Don Pasquale au Liceu, la maison à l'envers

Xl_xl_donpasqualeliceu15 © DR

Don Pasquale n’est peut-être pas un chef d’œuvre, mais c’est incontestablement une très belle œuvre, écrite avec grande maîtrise – mais elle requiert aussi une grande maîtrise et expérience de la part des interprètes. Et en cette occasion, dans certains cas, peut-être n’y avait-il pas assez de maîtrise.
Après presque trente années d’absence sur la scène du théâtre (les dernières représentations datent de 1986) Don Pasquale est de retour au Liceu, le dernier opera buffa de Donizetti et probablement le dernier opera buffa tout court – les opéras comiques qui ont suivi répondaient à un nouveau modèle, une autre structure, et se sont affranchis de la tradition de l’opera buffa.

Don Pasquale est donc de retour, dans une nouvelle mise en scène signée par Laurent Pelly, une coproduction entre le Liceu et les opéras de Santa Fe et de San Francisco, qui était présentée en avant-première l’été dernier à Santa Fe.

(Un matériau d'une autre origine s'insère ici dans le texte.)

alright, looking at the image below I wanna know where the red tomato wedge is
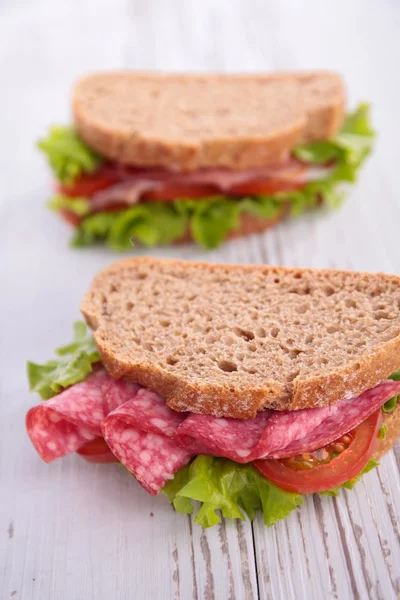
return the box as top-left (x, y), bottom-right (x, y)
top-left (144, 179), bottom-right (306, 201)
top-left (77, 438), bottom-right (118, 464)
top-left (254, 410), bottom-right (382, 494)
top-left (230, 178), bottom-right (305, 196)
top-left (143, 183), bottom-right (218, 201)
top-left (60, 209), bottom-right (82, 228)
top-left (57, 172), bottom-right (119, 198)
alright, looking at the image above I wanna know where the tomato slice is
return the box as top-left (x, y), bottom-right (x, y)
top-left (57, 171), bottom-right (118, 198)
top-left (60, 209), bottom-right (82, 228)
top-left (230, 178), bottom-right (305, 196)
top-left (77, 438), bottom-right (119, 464)
top-left (254, 410), bottom-right (382, 494)
top-left (143, 183), bottom-right (218, 201)
top-left (144, 179), bottom-right (306, 201)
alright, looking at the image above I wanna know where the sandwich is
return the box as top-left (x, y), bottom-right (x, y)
top-left (38, 72), bottom-right (374, 250)
top-left (26, 258), bottom-right (400, 528)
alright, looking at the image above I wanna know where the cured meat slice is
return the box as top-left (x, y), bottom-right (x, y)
top-left (26, 370), bottom-right (136, 462)
top-left (103, 422), bottom-right (192, 494)
top-left (174, 411), bottom-right (271, 462)
top-left (91, 180), bottom-right (158, 211)
top-left (26, 371), bottom-right (107, 462)
top-left (103, 157), bottom-right (305, 185)
top-left (268, 380), bottom-right (400, 458)
top-left (254, 407), bottom-right (331, 457)
top-left (26, 369), bottom-right (400, 494)
top-left (90, 159), bottom-right (312, 211)
top-left (101, 377), bottom-right (140, 413)
top-left (101, 389), bottom-right (193, 494)
top-left (104, 388), bottom-right (187, 436)
top-left (174, 380), bottom-right (400, 463)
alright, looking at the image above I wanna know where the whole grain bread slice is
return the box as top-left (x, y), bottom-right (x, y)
top-left (373, 404), bottom-right (400, 460)
top-left (81, 258), bottom-right (400, 418)
top-left (72, 71), bottom-right (345, 172)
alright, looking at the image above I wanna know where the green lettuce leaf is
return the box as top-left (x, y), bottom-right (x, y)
top-left (381, 370), bottom-right (400, 412)
top-left (164, 454), bottom-right (381, 526)
top-left (238, 195), bottom-right (282, 219)
top-left (38, 126), bottom-right (103, 184)
top-left (162, 465), bottom-right (194, 515)
top-left (27, 322), bottom-right (100, 399)
top-left (49, 194), bottom-right (91, 216)
top-left (189, 198), bottom-right (241, 249)
top-left (70, 195), bottom-right (284, 250)
top-left (293, 103), bottom-right (375, 184)
top-left (162, 456), bottom-right (303, 528)
top-left (378, 424), bottom-right (387, 440)
top-left (341, 103), bottom-right (375, 137)
top-left (108, 203), bottom-right (189, 250)
top-left (382, 395), bottom-right (398, 413)
top-left (389, 369), bottom-right (400, 381)
top-left (71, 212), bottom-right (118, 247)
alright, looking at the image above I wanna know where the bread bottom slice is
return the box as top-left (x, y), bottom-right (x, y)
top-left (374, 405), bottom-right (400, 460)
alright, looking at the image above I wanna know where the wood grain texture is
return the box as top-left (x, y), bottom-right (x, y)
top-left (1, 0), bottom-right (400, 598)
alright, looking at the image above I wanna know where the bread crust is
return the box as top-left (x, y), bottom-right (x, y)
top-left (72, 71), bottom-right (345, 172)
top-left (81, 259), bottom-right (400, 418)
top-left (291, 338), bottom-right (400, 411)
top-left (373, 404), bottom-right (400, 460)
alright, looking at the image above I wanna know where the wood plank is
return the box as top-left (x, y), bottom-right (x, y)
top-left (253, 458), bottom-right (400, 600)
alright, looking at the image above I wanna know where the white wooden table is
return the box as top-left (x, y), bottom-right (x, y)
top-left (1, 1), bottom-right (400, 598)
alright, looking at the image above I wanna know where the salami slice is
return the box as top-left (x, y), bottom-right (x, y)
top-left (174, 380), bottom-right (400, 462)
top-left (174, 411), bottom-right (271, 462)
top-left (101, 389), bottom-right (193, 494)
top-left (268, 380), bottom-right (400, 458)
top-left (26, 370), bottom-right (136, 462)
top-left (90, 159), bottom-right (312, 211)
top-left (26, 371), bottom-right (106, 462)
top-left (26, 368), bottom-right (400, 494)
top-left (101, 377), bottom-right (140, 413)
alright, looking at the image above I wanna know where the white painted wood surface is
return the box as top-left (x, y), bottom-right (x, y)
top-left (1, 1), bottom-right (400, 598)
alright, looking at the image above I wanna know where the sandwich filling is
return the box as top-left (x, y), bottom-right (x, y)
top-left (38, 104), bottom-right (374, 249)
top-left (26, 323), bottom-right (399, 528)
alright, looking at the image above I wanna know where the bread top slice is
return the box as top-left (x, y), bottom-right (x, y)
top-left (81, 258), bottom-right (400, 419)
top-left (72, 71), bottom-right (345, 172)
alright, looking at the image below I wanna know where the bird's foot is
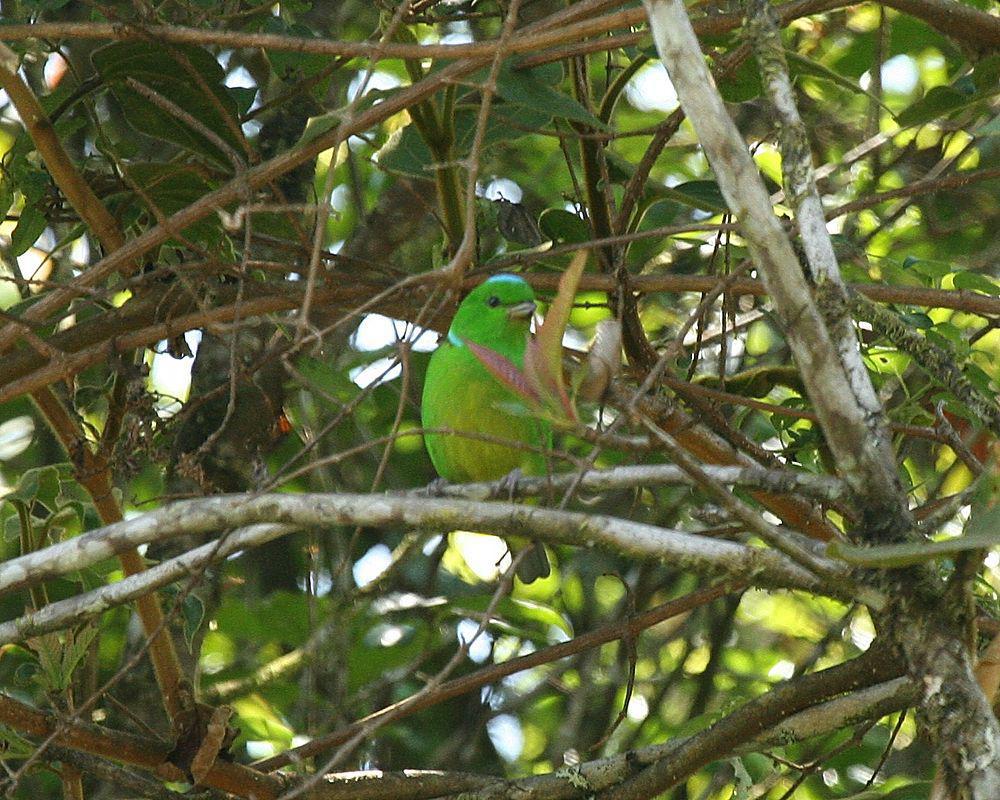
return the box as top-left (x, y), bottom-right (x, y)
top-left (425, 477), bottom-right (450, 497)
top-left (492, 468), bottom-right (523, 501)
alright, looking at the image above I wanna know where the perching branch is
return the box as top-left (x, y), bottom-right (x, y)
top-left (0, 493), bottom-right (851, 637)
top-left (418, 462), bottom-right (847, 503)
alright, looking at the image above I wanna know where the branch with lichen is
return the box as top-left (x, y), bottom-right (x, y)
top-left (846, 286), bottom-right (1000, 436)
top-left (643, 0), bottom-right (909, 536)
top-left (0, 492), bottom-right (856, 642)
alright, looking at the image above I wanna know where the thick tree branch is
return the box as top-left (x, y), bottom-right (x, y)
top-left (0, 693), bottom-right (282, 799)
top-left (748, 0), bottom-right (892, 457)
top-left (879, 0), bottom-right (1000, 54)
top-left (639, 418), bottom-right (881, 608)
top-left (640, 8), bottom-right (1000, 796)
top-left (0, 493), bottom-right (845, 614)
top-left (46, 746), bottom-right (224, 800)
top-left (454, 647), bottom-right (902, 799)
top-left (302, 770), bottom-right (496, 800)
top-left (0, 0), bottom-right (996, 62)
top-left (643, 0), bottom-right (909, 537)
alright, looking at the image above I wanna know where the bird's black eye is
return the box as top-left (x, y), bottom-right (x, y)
top-left (487, 295), bottom-right (501, 308)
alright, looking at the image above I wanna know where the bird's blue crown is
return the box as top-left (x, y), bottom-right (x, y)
top-left (485, 273), bottom-right (527, 285)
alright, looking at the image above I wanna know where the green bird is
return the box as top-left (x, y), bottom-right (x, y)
top-left (421, 274), bottom-right (552, 582)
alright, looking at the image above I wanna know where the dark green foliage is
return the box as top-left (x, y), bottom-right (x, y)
top-left (0, 1), bottom-right (998, 798)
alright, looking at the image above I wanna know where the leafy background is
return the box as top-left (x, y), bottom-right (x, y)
top-left (0, 0), bottom-right (998, 798)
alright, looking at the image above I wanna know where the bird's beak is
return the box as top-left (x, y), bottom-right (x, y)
top-left (507, 301), bottom-right (536, 320)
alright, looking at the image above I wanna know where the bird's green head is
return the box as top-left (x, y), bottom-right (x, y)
top-left (448, 274), bottom-right (536, 351)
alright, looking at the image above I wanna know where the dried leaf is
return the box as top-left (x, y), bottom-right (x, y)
top-left (524, 252), bottom-right (586, 421)
top-left (578, 319), bottom-right (623, 402)
top-left (534, 251), bottom-right (586, 390)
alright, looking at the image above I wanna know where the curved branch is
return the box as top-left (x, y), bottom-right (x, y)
top-left (0, 493), bottom-right (841, 612)
top-left (461, 646), bottom-right (902, 799)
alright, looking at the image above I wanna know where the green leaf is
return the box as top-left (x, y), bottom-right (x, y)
top-left (347, 615), bottom-right (431, 692)
top-left (60, 624), bottom-right (99, 687)
top-left (0, 725), bottom-right (36, 759)
top-left (92, 41), bottom-right (243, 168)
top-left (901, 255), bottom-right (951, 281)
top-left (41, 505), bottom-right (82, 544)
top-left (971, 54), bottom-right (1000, 97)
top-left (183, 594), bottom-right (206, 651)
top-left (831, 31), bottom-right (877, 80)
top-left (27, 625), bottom-right (98, 693)
top-left (729, 757), bottom-right (754, 800)
top-left (486, 99), bottom-right (552, 138)
top-left (539, 208), bottom-right (590, 244)
top-left (526, 61), bottom-right (564, 86)
top-left (718, 58), bottom-right (762, 103)
top-left (230, 87), bottom-right (258, 117)
top-left (496, 64), bottom-right (608, 130)
top-left (379, 104), bottom-right (549, 177)
top-left (786, 50), bottom-right (893, 116)
top-left (0, 178), bottom-right (14, 221)
top-left (299, 109), bottom-right (344, 146)
top-left (9, 205), bottom-right (47, 257)
top-left (951, 271), bottom-right (999, 295)
top-left (964, 362), bottom-right (994, 395)
top-left (122, 163), bottom-right (223, 247)
top-left (2, 465), bottom-right (61, 505)
top-left (214, 591), bottom-right (315, 648)
top-left (981, 116), bottom-right (1000, 137)
top-left (900, 312), bottom-right (933, 329)
top-left (378, 122), bottom-right (431, 176)
top-left (897, 85), bottom-right (973, 127)
top-left (627, 198), bottom-right (682, 267)
top-left (230, 695), bottom-right (294, 749)
top-left (664, 180), bottom-right (728, 213)
top-left (451, 595), bottom-right (573, 639)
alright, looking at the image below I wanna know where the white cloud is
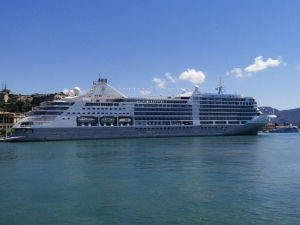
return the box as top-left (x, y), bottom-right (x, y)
top-left (152, 78), bottom-right (166, 89)
top-left (297, 64), bottom-right (300, 70)
top-left (244, 56), bottom-right (283, 73)
top-left (225, 68), bottom-right (251, 78)
top-left (179, 69), bottom-right (205, 84)
top-left (140, 90), bottom-right (151, 95)
top-left (165, 72), bottom-right (176, 83)
top-left (226, 56), bottom-right (284, 78)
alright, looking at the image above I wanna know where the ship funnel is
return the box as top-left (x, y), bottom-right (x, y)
top-left (194, 85), bottom-right (199, 92)
top-left (98, 78), bottom-right (107, 83)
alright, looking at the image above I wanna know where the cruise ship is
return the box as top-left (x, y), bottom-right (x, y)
top-left (6, 78), bottom-right (276, 142)
top-left (269, 124), bottom-right (299, 133)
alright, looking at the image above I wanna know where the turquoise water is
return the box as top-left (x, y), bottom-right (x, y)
top-left (1, 134), bottom-right (300, 224)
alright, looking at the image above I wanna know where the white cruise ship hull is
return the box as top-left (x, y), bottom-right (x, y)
top-left (6, 122), bottom-right (270, 142)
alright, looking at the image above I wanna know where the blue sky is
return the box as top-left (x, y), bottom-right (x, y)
top-left (1, 0), bottom-right (300, 110)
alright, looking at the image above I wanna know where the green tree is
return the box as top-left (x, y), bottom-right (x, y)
top-left (0, 128), bottom-right (6, 137)
top-left (4, 99), bottom-right (34, 113)
top-left (1, 128), bottom-right (12, 137)
top-left (22, 102), bottom-right (32, 112)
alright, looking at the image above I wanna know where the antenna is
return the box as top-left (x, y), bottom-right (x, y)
top-left (215, 77), bottom-right (226, 94)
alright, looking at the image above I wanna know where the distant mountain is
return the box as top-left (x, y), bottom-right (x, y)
top-left (259, 107), bottom-right (300, 126)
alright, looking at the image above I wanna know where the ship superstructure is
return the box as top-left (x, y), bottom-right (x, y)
top-left (6, 78), bottom-right (276, 141)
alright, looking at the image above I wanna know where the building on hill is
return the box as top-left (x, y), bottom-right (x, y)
top-left (261, 123), bottom-right (276, 132)
top-left (0, 111), bottom-right (23, 133)
top-left (31, 93), bottom-right (66, 106)
top-left (0, 91), bottom-right (9, 103)
top-left (1, 84), bottom-right (66, 107)
top-left (0, 86), bottom-right (14, 103)
top-left (15, 94), bottom-right (33, 103)
top-left (266, 123), bottom-right (276, 130)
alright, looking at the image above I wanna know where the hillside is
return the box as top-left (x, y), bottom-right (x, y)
top-left (259, 107), bottom-right (300, 126)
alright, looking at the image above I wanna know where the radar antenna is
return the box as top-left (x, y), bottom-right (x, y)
top-left (215, 78), bottom-right (226, 94)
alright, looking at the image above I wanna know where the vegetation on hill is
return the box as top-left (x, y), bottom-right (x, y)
top-left (0, 98), bottom-right (34, 113)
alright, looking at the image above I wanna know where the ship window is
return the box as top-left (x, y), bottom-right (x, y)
top-left (82, 108), bottom-right (85, 110)
top-left (67, 112), bottom-right (70, 114)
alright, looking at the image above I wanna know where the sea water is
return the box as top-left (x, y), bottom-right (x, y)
top-left (1, 133), bottom-right (300, 224)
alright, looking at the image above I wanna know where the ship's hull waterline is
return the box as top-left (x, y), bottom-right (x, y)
top-left (6, 123), bottom-right (267, 142)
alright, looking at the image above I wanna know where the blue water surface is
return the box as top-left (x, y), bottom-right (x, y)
top-left (1, 133), bottom-right (300, 224)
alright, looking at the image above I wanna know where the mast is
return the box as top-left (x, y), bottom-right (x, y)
top-left (215, 78), bottom-right (225, 94)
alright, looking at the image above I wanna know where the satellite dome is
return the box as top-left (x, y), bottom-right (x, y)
top-left (69, 90), bottom-right (74, 96)
top-left (73, 87), bottom-right (81, 96)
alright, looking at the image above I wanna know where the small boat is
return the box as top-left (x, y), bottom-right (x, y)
top-left (269, 124), bottom-right (299, 133)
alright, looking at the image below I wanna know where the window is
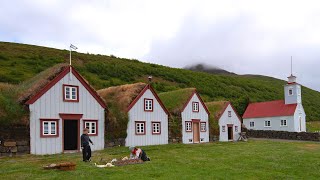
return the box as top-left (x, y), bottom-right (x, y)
top-left (235, 126), bottom-right (238, 132)
top-left (189, 139), bottom-right (193, 143)
top-left (200, 122), bottom-right (206, 132)
top-left (185, 121), bottom-right (192, 132)
top-left (40, 119), bottom-right (59, 137)
top-left (264, 120), bottom-right (271, 127)
top-left (84, 120), bottom-right (98, 135)
top-left (222, 126), bottom-right (226, 132)
top-left (281, 119), bottom-right (287, 126)
top-left (200, 138), bottom-right (204, 142)
top-left (152, 122), bottom-right (161, 134)
top-left (288, 88), bottom-right (293, 96)
top-left (63, 85), bottom-right (79, 102)
top-left (250, 122), bottom-right (255, 127)
top-left (228, 111), bottom-right (232, 117)
top-left (135, 121), bottom-right (145, 135)
top-left (192, 102), bottom-right (199, 112)
top-left (144, 99), bottom-right (153, 111)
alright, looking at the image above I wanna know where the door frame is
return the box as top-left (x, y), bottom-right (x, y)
top-left (227, 124), bottom-right (233, 141)
top-left (59, 113), bottom-right (83, 152)
top-left (192, 119), bottom-right (200, 143)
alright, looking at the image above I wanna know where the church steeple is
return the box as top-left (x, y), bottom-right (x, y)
top-left (284, 58), bottom-right (301, 105)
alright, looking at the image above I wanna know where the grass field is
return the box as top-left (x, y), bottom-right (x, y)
top-left (307, 121), bottom-right (320, 132)
top-left (1, 140), bottom-right (320, 179)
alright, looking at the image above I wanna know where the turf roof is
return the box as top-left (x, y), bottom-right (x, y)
top-left (205, 101), bottom-right (229, 122)
top-left (97, 82), bottom-right (147, 140)
top-left (17, 63), bottom-right (69, 104)
top-left (97, 82), bottom-right (147, 113)
top-left (158, 88), bottom-right (196, 114)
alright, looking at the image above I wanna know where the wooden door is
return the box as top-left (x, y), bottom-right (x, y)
top-left (193, 122), bottom-right (200, 143)
top-left (228, 127), bottom-right (233, 140)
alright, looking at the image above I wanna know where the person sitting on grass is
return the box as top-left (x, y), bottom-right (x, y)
top-left (81, 128), bottom-right (94, 162)
top-left (129, 146), bottom-right (151, 161)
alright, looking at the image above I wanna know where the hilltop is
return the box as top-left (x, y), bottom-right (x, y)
top-left (0, 41), bottom-right (320, 125)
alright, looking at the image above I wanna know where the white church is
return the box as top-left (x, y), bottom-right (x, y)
top-left (243, 74), bottom-right (306, 132)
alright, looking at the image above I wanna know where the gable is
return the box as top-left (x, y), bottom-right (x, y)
top-left (218, 103), bottom-right (242, 123)
top-left (25, 66), bottom-right (106, 109)
top-left (181, 91), bottom-right (210, 115)
top-left (127, 84), bottom-right (169, 115)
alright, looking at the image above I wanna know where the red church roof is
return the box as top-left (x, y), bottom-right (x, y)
top-left (243, 100), bottom-right (297, 119)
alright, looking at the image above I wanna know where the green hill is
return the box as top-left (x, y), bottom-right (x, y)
top-left (0, 41), bottom-right (320, 125)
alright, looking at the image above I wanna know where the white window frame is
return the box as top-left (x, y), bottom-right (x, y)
top-left (288, 88), bottom-right (293, 96)
top-left (43, 121), bottom-right (57, 135)
top-left (250, 121), bottom-right (255, 127)
top-left (135, 122), bottom-right (145, 135)
top-left (192, 102), bottom-right (199, 112)
top-left (228, 111), bottom-right (232, 117)
top-left (152, 122), bottom-right (161, 134)
top-left (64, 85), bottom-right (78, 101)
top-left (281, 119), bottom-right (287, 127)
top-left (264, 120), bottom-right (271, 127)
top-left (84, 121), bottom-right (97, 135)
top-left (144, 99), bottom-right (153, 111)
top-left (186, 121), bottom-right (192, 132)
top-left (222, 126), bottom-right (226, 132)
top-left (200, 122), bottom-right (206, 132)
top-left (235, 126), bottom-right (238, 132)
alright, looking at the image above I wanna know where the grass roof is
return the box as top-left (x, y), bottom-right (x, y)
top-left (17, 63), bottom-right (69, 104)
top-left (97, 82), bottom-right (147, 113)
top-left (158, 88), bottom-right (195, 114)
top-left (97, 82), bottom-right (147, 140)
top-left (205, 101), bottom-right (229, 122)
top-left (205, 101), bottom-right (229, 137)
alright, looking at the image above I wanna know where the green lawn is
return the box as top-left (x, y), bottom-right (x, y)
top-left (0, 140), bottom-right (320, 179)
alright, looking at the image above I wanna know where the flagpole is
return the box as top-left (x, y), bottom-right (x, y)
top-left (70, 44), bottom-right (72, 80)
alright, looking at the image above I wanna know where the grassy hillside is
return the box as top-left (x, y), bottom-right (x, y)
top-left (1, 41), bottom-right (320, 125)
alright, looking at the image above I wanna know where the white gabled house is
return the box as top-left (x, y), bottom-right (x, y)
top-left (159, 88), bottom-right (210, 144)
top-left (216, 102), bottom-right (242, 141)
top-left (181, 90), bottom-right (210, 144)
top-left (243, 74), bottom-right (306, 132)
top-left (98, 83), bottom-right (169, 147)
top-left (23, 64), bottom-right (107, 155)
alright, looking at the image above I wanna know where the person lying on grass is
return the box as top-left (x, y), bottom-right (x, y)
top-left (129, 146), bottom-right (151, 161)
top-left (81, 128), bottom-right (94, 162)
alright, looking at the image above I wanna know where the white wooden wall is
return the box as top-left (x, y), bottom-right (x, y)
top-left (243, 115), bottom-right (295, 132)
top-left (218, 104), bottom-right (241, 141)
top-left (29, 72), bottom-right (105, 155)
top-left (181, 94), bottom-right (209, 144)
top-left (126, 89), bottom-right (168, 146)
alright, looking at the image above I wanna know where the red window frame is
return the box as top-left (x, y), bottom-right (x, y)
top-left (192, 102), bottom-right (199, 112)
top-left (200, 122), bottom-right (207, 132)
top-left (83, 119), bottom-right (98, 136)
top-left (151, 121), bottom-right (161, 135)
top-left (63, 84), bottom-right (79, 102)
top-left (144, 98), bottom-right (153, 112)
top-left (40, 119), bottom-right (59, 138)
top-left (185, 121), bottom-right (192, 132)
top-left (135, 121), bottom-right (146, 135)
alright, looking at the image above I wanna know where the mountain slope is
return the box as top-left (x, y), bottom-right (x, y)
top-left (0, 41), bottom-right (319, 123)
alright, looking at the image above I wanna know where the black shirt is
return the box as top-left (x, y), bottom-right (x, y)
top-left (81, 134), bottom-right (92, 147)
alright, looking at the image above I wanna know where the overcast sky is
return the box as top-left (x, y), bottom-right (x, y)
top-left (1, 0), bottom-right (319, 91)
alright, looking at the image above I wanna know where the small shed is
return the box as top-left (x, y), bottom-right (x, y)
top-left (20, 64), bottom-right (107, 155)
top-left (206, 101), bottom-right (242, 142)
top-left (98, 83), bottom-right (169, 147)
top-left (159, 88), bottom-right (210, 144)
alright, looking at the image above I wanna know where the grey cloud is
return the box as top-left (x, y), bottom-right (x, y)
top-left (144, 13), bottom-right (320, 91)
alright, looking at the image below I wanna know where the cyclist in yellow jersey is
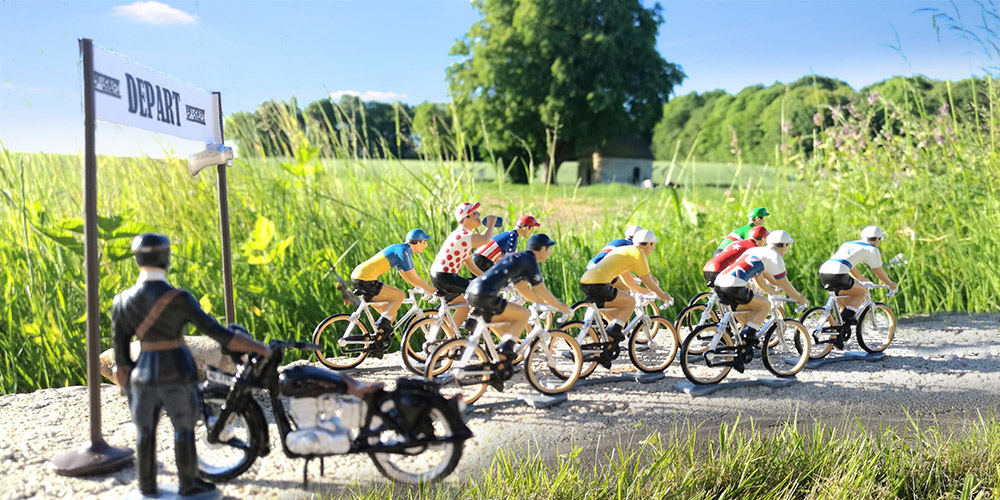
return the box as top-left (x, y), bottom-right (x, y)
top-left (579, 229), bottom-right (672, 342)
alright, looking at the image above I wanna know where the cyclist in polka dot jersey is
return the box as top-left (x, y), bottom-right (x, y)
top-left (429, 202), bottom-right (499, 329)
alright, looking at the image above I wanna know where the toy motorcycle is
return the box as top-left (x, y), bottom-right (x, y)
top-left (195, 338), bottom-right (471, 486)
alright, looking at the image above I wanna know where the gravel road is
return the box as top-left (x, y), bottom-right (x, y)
top-left (1, 312), bottom-right (997, 499)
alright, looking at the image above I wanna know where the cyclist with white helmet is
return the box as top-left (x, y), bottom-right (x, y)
top-left (430, 202), bottom-right (498, 329)
top-left (818, 226), bottom-right (898, 325)
top-left (579, 229), bottom-right (672, 343)
top-left (470, 215), bottom-right (541, 275)
top-left (351, 229), bottom-right (437, 335)
top-left (586, 225), bottom-right (643, 270)
top-left (713, 230), bottom-right (808, 346)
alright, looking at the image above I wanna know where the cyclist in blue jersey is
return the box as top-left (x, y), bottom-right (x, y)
top-left (586, 225), bottom-right (643, 270)
top-left (465, 234), bottom-right (571, 359)
top-left (351, 229), bottom-right (435, 335)
top-left (818, 226), bottom-right (898, 324)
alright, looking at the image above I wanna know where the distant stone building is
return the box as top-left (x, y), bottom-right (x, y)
top-left (577, 136), bottom-right (654, 186)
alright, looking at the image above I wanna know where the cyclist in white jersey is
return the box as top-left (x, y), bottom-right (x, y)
top-left (818, 226), bottom-right (898, 324)
top-left (714, 230), bottom-right (808, 345)
top-left (430, 201), bottom-right (498, 328)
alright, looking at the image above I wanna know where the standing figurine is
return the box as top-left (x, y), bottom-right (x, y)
top-left (470, 215), bottom-right (541, 274)
top-left (714, 207), bottom-right (769, 255)
top-left (429, 202), bottom-right (498, 329)
top-left (350, 229), bottom-right (437, 337)
top-left (112, 234), bottom-right (271, 497)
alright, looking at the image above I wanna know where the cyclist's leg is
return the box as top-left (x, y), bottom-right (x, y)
top-left (371, 284), bottom-right (404, 321)
top-left (488, 302), bottom-right (529, 341)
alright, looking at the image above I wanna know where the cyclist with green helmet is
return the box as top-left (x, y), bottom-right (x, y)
top-left (714, 207), bottom-right (769, 255)
top-left (351, 229), bottom-right (436, 335)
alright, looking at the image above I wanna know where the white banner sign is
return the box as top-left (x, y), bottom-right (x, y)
top-left (92, 46), bottom-right (222, 144)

Pelly est généralement à l’aise dans le registre comique. Sa belle Cendrillon et ses Contes d’Hoffmann très réussis qu’on avait vu au Liceu lors des saisons passées le confirment. Pour autant, ce Don Pasquale n’est sans doute pas son meilleur travail et passera probablement sans laisser de trace dans les mémoires.
Sans être dans l’erreur ou trahir l’esprit original de l’œuvre, le choix de Pelly donne une grande importance aux aspects les plus cruels et sordides de la trame. Cette approche perd sa drôlerie assez tôt et transforme les personnages en un ensemble d’égoïstes immoraux, sans pour autant en faire jaillir le nouveau sens de l’œuvre.

La direction théâtrale des chanteurs, théoriquement inspirée de la comédie cinématographique italienne de la moitié du XXème siècle (Sordi, Gassman, Mastroinanni, etc.) est erratique, ponctuée de changements de registre injustifiés dans la gestualité. La mise en scène restitue néanmoins assez bien l’atmosphère de l’œuvre (la scénographie est de Chantal Thomas) et la transformation de l’espace effectuée par Norina-Sofronia chez Don Pasquale est exprimée de façon spectaculaire sur scène, en renversant littéralement le décor au dernier acte.

Musicalement ce Don Pasquale était correct mais pas beaucoup plus. Lorenzo Regazzo, débutant au théâtre et très engagé scéniquement avec le personnage du pauvre vieux ridiculisé par tous, était manifestement limité en terme de puissance vocale et a rencontré des difficultés au moment de donner du corps et de la présence aux notes les plus graves. La soprano Valentina Naforniţa, débutante au théâtre elle aussi, était convaincante, chantait avec style et était superbe dans le double rôle de Norina-Sofronia, changeant parfaitement de registre d’un personnage à l’autre. Elle eut néanmoins également quelques difficultés avec les redoutables aigus de sa partition.

Juan Francisco Gatell, qui a déjà participé à cette saison dans le rôle du Conte d’Almaviva dans Il Barbiere di Siviglia, s’est imposé comme un bon Ernesto, avec une belle voix de ténor lyrique-léger. Lui aussi a accusé certaines difficultés dans les aigus d’un rôle qui exigeait de lui quasi constamment de chanter dans le tiers supérieur de sa tessiture. Mais l’essentiel était néanmoins là et la prestation agréable.

Le baryton polonais Marius Kwiecień, encore un autre débutant au Liceu, est celui qui proposa la plus belle voix ce soir-là, mais son style et son phrasé n’étaient sans doute pas le plus judicieux – le personnage de Malatesta doit être chanté avec plus d’élégance et moins de caricature.

La direction musicale incombait au chef vénézuélien Diego Matheuz, un autre débutant au Liceu – et peut-être comptait-on un peu trop de débuts pour cette seule soirée. Son travail fut simplement discret, ayant pour conséquence de faire entendre un orchestre souvent déséquilibré. Mention spéciale pour le chœur qui, heureusement, ne faisait pas ses débuts ce soir au Liceu.